Periodic Reporting for period 1 - EUROVA (European Oocyte Biology Research Innovation Training Net)
Reporting period: 2019-11-01 to 2021-10-31
Given the centrality of the oocyte to reproduction, excellent basic oocyte biology research is essential to develop safe new therapies and interventions in Assisted Reproduction Technologies (ART), gamete storage and fertility enhancement therapies. The EUROVA consortium came about to address the knowledge deficit in oocyte biology which was identified as a major barrier to addressing global issues relating to fertility and reproduction in human, livestock and endangered species.
A comprehensive 3-year Oocyte Biology PhD training programme has been established to train 15 early stage researchers (ESR). The programme comprises training in anatomical, molecular, technical and industry relevant skills and knowledge. Each ESR will undertake a defined research project and academic and industrial secondments with the express goal of developing the creativity, adaptability and ingenuity required to address current and future problems.

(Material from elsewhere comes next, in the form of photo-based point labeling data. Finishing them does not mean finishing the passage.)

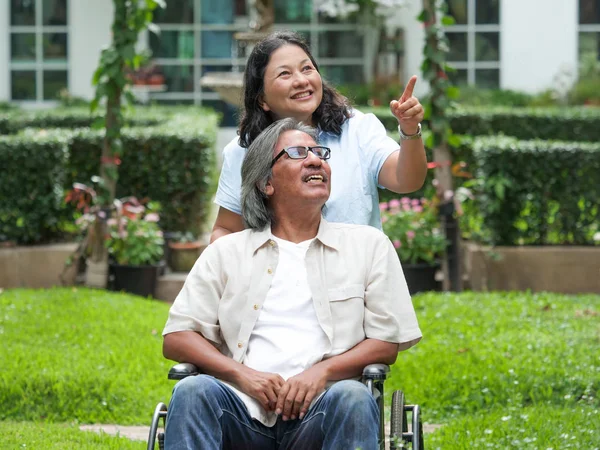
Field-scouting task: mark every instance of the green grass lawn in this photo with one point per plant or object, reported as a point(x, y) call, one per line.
point(499, 370)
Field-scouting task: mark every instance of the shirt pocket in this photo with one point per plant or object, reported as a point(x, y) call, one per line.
point(347, 305)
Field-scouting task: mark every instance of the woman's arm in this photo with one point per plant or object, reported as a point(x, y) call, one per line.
point(405, 171)
point(227, 222)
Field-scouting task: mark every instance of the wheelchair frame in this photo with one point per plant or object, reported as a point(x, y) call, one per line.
point(374, 376)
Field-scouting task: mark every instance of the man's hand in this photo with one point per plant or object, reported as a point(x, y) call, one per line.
point(407, 108)
point(263, 386)
point(299, 391)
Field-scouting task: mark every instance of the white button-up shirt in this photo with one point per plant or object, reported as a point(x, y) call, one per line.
point(355, 277)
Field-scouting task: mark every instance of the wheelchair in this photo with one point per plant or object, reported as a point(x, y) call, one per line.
point(373, 377)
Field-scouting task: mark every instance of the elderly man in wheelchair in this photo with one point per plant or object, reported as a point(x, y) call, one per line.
point(282, 319)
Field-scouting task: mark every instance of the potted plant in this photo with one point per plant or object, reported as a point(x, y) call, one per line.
point(414, 229)
point(184, 250)
point(135, 246)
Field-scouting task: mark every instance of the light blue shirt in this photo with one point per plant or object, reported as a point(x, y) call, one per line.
point(357, 156)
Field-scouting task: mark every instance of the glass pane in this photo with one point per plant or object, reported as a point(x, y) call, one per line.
point(178, 78)
point(55, 47)
point(487, 11)
point(218, 44)
point(228, 74)
point(487, 78)
point(180, 11)
point(341, 44)
point(23, 85)
point(230, 114)
point(293, 11)
point(458, 46)
point(589, 53)
point(343, 74)
point(458, 10)
point(487, 47)
point(54, 12)
point(459, 77)
point(22, 47)
point(589, 11)
point(172, 44)
point(22, 12)
point(217, 11)
point(54, 82)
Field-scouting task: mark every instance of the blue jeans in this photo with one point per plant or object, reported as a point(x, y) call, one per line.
point(205, 414)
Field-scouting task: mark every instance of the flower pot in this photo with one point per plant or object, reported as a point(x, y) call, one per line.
point(138, 280)
point(421, 277)
point(96, 274)
point(183, 255)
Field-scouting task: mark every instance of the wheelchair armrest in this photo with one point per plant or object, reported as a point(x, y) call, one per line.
point(182, 370)
point(376, 372)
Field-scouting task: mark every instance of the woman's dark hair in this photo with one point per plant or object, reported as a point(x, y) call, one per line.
point(329, 115)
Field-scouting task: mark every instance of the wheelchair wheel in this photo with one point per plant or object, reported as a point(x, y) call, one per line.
point(159, 413)
point(398, 423)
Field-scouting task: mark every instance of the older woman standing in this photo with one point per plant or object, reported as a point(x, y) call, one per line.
point(282, 80)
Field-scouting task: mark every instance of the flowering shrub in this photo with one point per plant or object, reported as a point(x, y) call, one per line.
point(413, 227)
point(134, 236)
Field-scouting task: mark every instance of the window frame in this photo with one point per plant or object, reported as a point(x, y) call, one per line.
point(39, 66)
point(472, 28)
point(200, 94)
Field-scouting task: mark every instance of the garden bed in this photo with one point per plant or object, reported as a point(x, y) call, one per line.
point(36, 266)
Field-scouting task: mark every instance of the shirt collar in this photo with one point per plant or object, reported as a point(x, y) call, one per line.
point(326, 235)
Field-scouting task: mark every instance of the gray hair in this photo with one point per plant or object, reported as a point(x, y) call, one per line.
point(256, 171)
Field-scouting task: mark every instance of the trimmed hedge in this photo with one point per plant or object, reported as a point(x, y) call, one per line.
point(538, 192)
point(14, 121)
point(31, 187)
point(173, 163)
point(568, 124)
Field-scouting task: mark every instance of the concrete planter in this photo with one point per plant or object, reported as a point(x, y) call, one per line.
point(565, 269)
point(38, 266)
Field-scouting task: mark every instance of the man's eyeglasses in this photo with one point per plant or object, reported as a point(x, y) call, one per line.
point(301, 152)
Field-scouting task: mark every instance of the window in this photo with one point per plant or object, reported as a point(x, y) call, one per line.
point(589, 36)
point(198, 37)
point(38, 49)
point(475, 42)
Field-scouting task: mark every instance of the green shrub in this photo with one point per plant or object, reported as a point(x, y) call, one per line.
point(31, 187)
point(538, 192)
point(173, 163)
point(14, 121)
point(571, 124)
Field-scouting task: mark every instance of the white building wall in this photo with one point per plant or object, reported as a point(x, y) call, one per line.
point(4, 51)
point(538, 44)
point(89, 32)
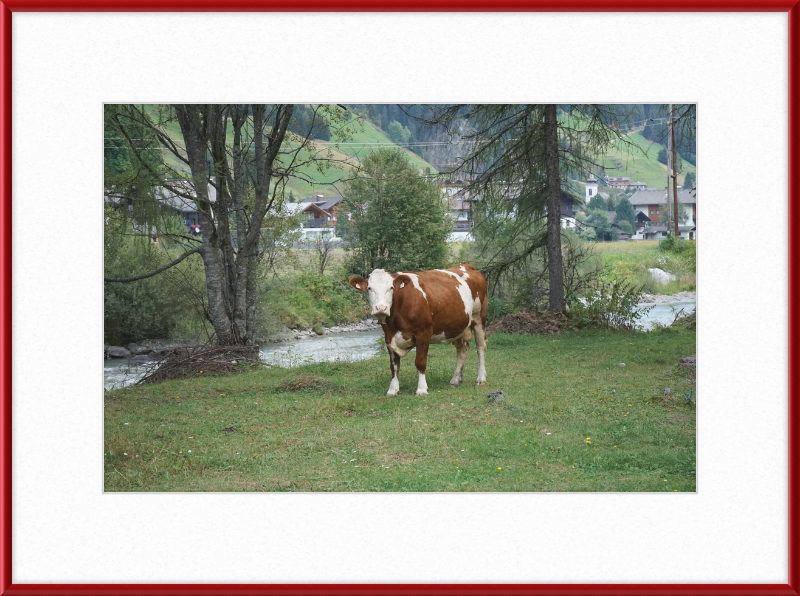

To achieve our research goal, the EUROVA Consortium has developed the following Research Objectives:
Research Objective 1: To develop a cross-species molecular and morphological reference map of mammalian oocyte growth and maturation and to understand how maternal age impacts oocyte quality.
Research Objective 2: To create new ART solutions for maximising the reproductive potential of oocytes harvested from sub fertile donors.
Their network training has so far included two Symposia on Oocyte Biology, an introductory session on writing their research and personal career plans, workshop sessions on innovation in research, an introduction to open science and data management, a training session on writing a comprehensive literature review, a five-day workshop on research integrity, a four day workshop on bioinformatics and exposure to the concept of citizen science through curation of the project twitter account.
The ESRs have completed initial training at their institutes, developed methodologies and set up their experiments.
The teams’ multidisciplinary backgrounds include expertise in cell biology, research and clinical ART, wildlife conservation, genetics, machine learning and artificial intelligence, microfluidics and design innovation. The research results obtained from the comparative species analysis will provide basic knowledge which can be exploited for the refinement of human and livestock ART fertility interventions, including oncofertility strategies. Major public interest might be anticipated for results from EUROVA thatwill address potential effects of nutrition, therapeutic interventions (ART) and metabolic disease on the oocyte developmental competence and risk for adult disease in the offspring.